LTX Video Trainer Training
About
Runs training.
1. Calling the API#
Install the client#
The client provides a convenient way to interact with the model API.
npm install --save @fal-ai/client
Migrate to @fal-ai/client
The @fal-ai/serverless-client
package has been deprecated in favor of @fal-ai/client
. Please check the migration guide for more information.
Setup your API Key#
Set FAL_KEY
as an environment variable in your runtime.
export FAL_KEY="YOUR_API_KEY"
Submit a request#
The client API handles the API submit protocol.

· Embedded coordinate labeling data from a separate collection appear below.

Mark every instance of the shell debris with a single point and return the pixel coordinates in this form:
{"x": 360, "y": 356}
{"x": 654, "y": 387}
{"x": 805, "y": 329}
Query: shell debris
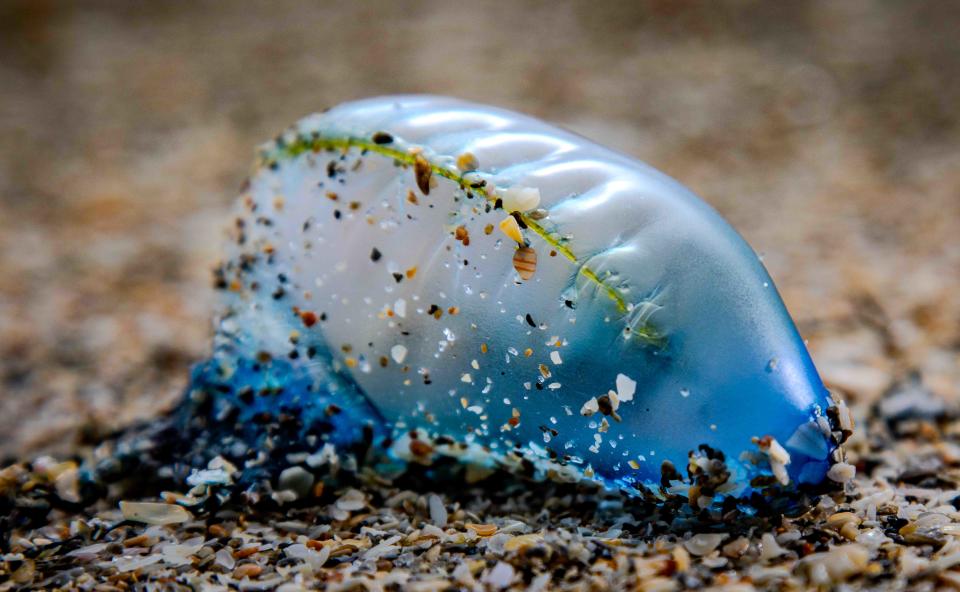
{"x": 525, "y": 262}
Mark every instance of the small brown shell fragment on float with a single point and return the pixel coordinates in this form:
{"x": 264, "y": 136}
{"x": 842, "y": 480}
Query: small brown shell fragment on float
{"x": 525, "y": 262}
{"x": 422, "y": 173}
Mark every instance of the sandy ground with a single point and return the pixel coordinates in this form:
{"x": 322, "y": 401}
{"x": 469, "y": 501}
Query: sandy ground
{"x": 826, "y": 132}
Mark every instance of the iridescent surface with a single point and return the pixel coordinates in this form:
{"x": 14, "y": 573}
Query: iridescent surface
{"x": 374, "y": 250}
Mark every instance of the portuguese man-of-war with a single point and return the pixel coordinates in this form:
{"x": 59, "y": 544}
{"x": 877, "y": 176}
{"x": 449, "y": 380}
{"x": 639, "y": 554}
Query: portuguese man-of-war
{"x": 439, "y": 279}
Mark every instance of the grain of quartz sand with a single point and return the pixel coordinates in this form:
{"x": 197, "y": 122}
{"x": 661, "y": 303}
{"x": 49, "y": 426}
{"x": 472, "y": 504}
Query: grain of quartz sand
{"x": 895, "y": 524}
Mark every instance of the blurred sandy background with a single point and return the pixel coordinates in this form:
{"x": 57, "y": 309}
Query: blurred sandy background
{"x": 827, "y": 132}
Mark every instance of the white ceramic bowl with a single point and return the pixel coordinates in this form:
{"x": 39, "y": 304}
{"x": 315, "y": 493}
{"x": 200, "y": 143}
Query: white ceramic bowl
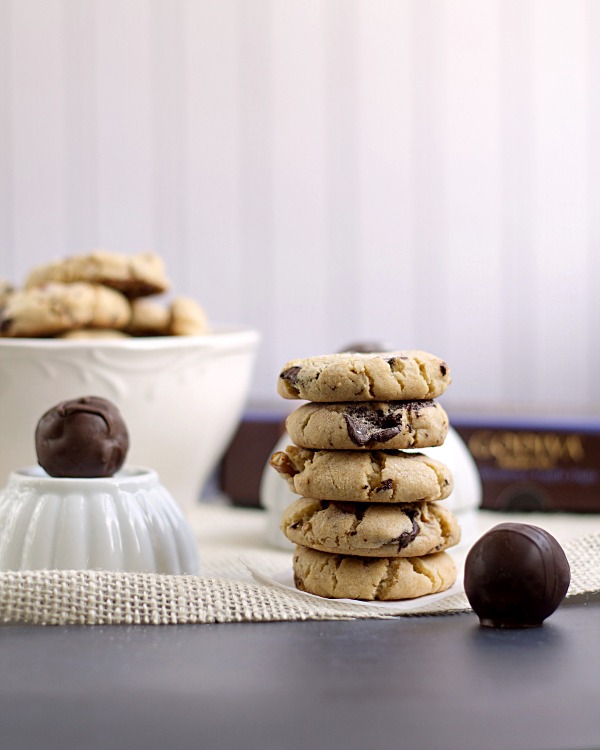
{"x": 181, "y": 397}
{"x": 128, "y": 522}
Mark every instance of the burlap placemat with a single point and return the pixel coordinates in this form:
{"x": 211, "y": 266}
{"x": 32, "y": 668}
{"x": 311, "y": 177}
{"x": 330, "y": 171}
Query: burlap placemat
{"x": 106, "y": 598}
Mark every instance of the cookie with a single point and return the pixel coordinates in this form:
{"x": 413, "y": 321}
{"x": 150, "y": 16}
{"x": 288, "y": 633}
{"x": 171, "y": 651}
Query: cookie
{"x": 354, "y": 376}
{"x": 148, "y": 318}
{"x": 134, "y": 275}
{"x": 54, "y": 308}
{"x": 367, "y": 476}
{"x": 383, "y": 579}
{"x": 370, "y": 530}
{"x": 187, "y": 318}
{"x": 369, "y": 426}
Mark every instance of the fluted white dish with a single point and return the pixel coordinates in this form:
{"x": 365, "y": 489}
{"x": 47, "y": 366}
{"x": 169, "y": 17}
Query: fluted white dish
{"x": 128, "y": 522}
{"x": 181, "y": 396}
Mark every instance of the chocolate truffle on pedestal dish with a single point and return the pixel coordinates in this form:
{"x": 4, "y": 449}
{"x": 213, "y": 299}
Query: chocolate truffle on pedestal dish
{"x": 84, "y": 437}
{"x": 516, "y": 575}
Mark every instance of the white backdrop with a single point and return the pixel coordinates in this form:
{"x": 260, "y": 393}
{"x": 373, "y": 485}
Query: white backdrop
{"x": 421, "y": 172}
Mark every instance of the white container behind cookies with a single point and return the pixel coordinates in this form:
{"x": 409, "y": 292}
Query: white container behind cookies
{"x": 182, "y": 397}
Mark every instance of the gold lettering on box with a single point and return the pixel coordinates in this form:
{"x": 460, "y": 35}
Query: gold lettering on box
{"x": 510, "y": 449}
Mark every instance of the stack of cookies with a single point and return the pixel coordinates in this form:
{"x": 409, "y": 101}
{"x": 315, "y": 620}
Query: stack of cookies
{"x": 369, "y": 523}
{"x": 98, "y": 295}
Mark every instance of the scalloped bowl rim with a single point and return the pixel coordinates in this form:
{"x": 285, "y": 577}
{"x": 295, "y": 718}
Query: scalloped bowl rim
{"x": 35, "y": 478}
{"x": 223, "y": 337}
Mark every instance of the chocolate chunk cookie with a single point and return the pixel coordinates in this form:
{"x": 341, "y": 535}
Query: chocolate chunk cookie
{"x": 53, "y": 308}
{"x": 369, "y": 579}
{"x": 368, "y": 476}
{"x": 368, "y": 426}
{"x": 370, "y": 530}
{"x": 355, "y": 376}
{"x": 134, "y": 275}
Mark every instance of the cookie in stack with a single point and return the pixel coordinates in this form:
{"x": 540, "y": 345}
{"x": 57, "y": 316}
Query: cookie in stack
{"x": 369, "y": 523}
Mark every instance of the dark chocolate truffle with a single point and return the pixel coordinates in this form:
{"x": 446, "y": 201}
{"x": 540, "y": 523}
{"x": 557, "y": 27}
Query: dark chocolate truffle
{"x": 516, "y": 575}
{"x": 85, "y": 437}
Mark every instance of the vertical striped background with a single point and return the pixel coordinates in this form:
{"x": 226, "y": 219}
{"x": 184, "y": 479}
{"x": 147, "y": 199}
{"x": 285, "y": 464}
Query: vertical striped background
{"x": 421, "y": 172}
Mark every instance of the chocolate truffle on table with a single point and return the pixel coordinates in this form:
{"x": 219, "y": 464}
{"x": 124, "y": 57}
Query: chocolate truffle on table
{"x": 84, "y": 437}
{"x": 516, "y": 575}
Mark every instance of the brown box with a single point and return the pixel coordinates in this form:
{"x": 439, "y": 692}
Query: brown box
{"x": 250, "y": 449}
{"x": 535, "y": 466}
{"x": 529, "y": 466}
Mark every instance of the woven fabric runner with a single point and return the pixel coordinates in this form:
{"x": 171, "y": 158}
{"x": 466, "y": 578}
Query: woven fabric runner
{"x": 51, "y": 597}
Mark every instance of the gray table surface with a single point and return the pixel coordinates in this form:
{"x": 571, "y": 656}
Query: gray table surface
{"x": 422, "y": 682}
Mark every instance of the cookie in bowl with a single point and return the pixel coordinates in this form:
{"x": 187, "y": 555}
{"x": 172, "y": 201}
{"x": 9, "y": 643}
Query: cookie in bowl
{"x": 89, "y": 510}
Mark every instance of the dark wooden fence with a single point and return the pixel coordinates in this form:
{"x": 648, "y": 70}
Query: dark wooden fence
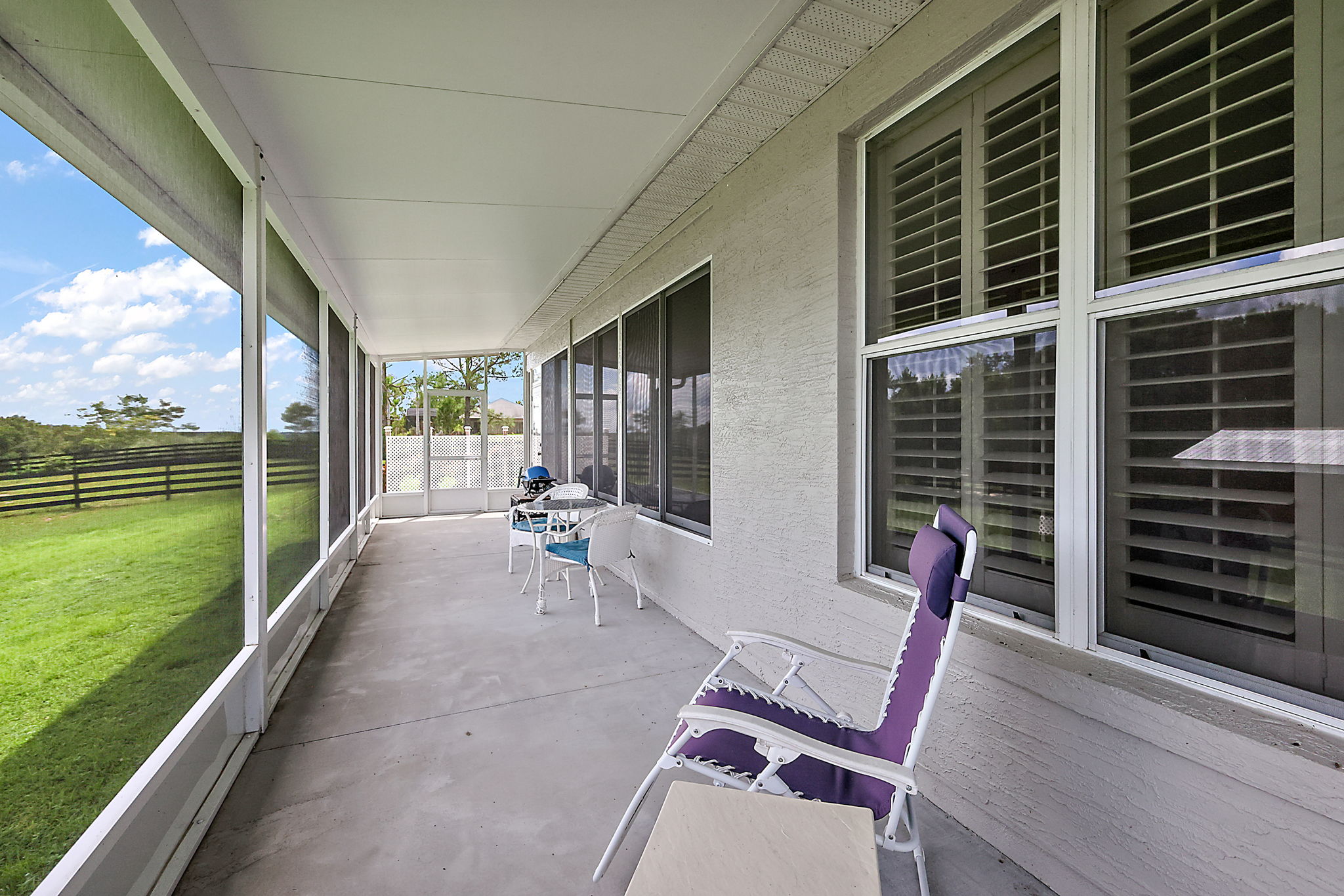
{"x": 160, "y": 470}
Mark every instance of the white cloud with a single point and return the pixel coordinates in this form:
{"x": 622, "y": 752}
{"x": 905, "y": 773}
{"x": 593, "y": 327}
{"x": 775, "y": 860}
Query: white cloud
{"x": 14, "y": 354}
{"x": 283, "y": 348}
{"x": 151, "y": 238}
{"x": 115, "y": 365}
{"x": 20, "y": 171}
{"x": 105, "y": 302}
{"x": 170, "y": 366}
{"x": 146, "y": 344}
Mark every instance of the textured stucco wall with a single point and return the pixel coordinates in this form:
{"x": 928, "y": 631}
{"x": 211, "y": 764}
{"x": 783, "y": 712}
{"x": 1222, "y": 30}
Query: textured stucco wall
{"x": 1093, "y": 775}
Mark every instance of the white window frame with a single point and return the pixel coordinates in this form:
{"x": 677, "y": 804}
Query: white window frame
{"x": 1078, "y": 323}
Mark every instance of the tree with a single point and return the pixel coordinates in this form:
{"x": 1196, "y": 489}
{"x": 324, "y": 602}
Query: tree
{"x": 300, "y": 417}
{"x": 476, "y": 371}
{"x": 131, "y": 417}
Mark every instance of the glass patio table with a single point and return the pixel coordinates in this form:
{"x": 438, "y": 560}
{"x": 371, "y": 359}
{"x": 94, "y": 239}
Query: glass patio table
{"x": 551, "y": 508}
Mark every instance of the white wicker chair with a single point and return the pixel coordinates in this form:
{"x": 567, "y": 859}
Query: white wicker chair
{"x": 531, "y": 528}
{"x": 601, "y": 540}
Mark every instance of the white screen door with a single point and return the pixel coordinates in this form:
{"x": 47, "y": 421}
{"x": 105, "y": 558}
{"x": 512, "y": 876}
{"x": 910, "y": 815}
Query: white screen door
{"x": 456, "y": 452}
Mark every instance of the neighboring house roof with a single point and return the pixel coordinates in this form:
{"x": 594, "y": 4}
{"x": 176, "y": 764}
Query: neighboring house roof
{"x": 505, "y": 407}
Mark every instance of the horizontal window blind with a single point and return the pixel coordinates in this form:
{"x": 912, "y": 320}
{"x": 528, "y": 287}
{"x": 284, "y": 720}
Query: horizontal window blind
{"x": 971, "y": 426}
{"x": 555, "y": 406}
{"x": 1215, "y": 493}
{"x": 609, "y": 417}
{"x": 1020, "y": 206}
{"x": 1203, "y": 109}
{"x": 642, "y": 445}
{"x": 921, "y": 234}
{"x": 964, "y": 201}
{"x": 338, "y": 425}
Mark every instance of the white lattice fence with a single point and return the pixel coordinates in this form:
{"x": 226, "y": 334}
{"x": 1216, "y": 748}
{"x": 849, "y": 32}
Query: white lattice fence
{"x": 406, "y": 462}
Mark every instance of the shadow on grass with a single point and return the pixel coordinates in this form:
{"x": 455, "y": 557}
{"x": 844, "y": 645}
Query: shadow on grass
{"x": 54, "y": 785}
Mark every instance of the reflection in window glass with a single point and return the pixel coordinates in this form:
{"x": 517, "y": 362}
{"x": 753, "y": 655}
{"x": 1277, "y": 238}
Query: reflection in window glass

It will handle the request status updates and return the result when the request is completed.
import { fal } from "@fal-ai/client";
const result = await fal.subscribe("fal-ai/ltx-video-trainer", {
input: {
training_data_url: ""
},
logs: true,
onQueueUpdate: (update) => {
if (update.status === "IN_PROGRESS") {
update.logs.map((log) => log.message).forEach(console.log);
}
},
});
console.log(result.data);
console.log(result.requestId);
2. Authentication#
The API uses an API Key for authentication. It is recommended you set the FAL_KEY
environment variable in your runtime when possible.
API Key#
import { fal } from "@fal-ai/client";
fal.config({
credentials: "YOUR_FAL_KEY"
});
Protect your API Key
When running code on the client-side (e.g. in a browser, mobile app or GUI applications), make sure to not expose your FAL_KEY
. Instead, use a server-side proxy to make requests to the API. For more information, check out our server-side integration guide.
3. Queue#
Submit a request#
The client API provides a convenient way to submit requests to the model.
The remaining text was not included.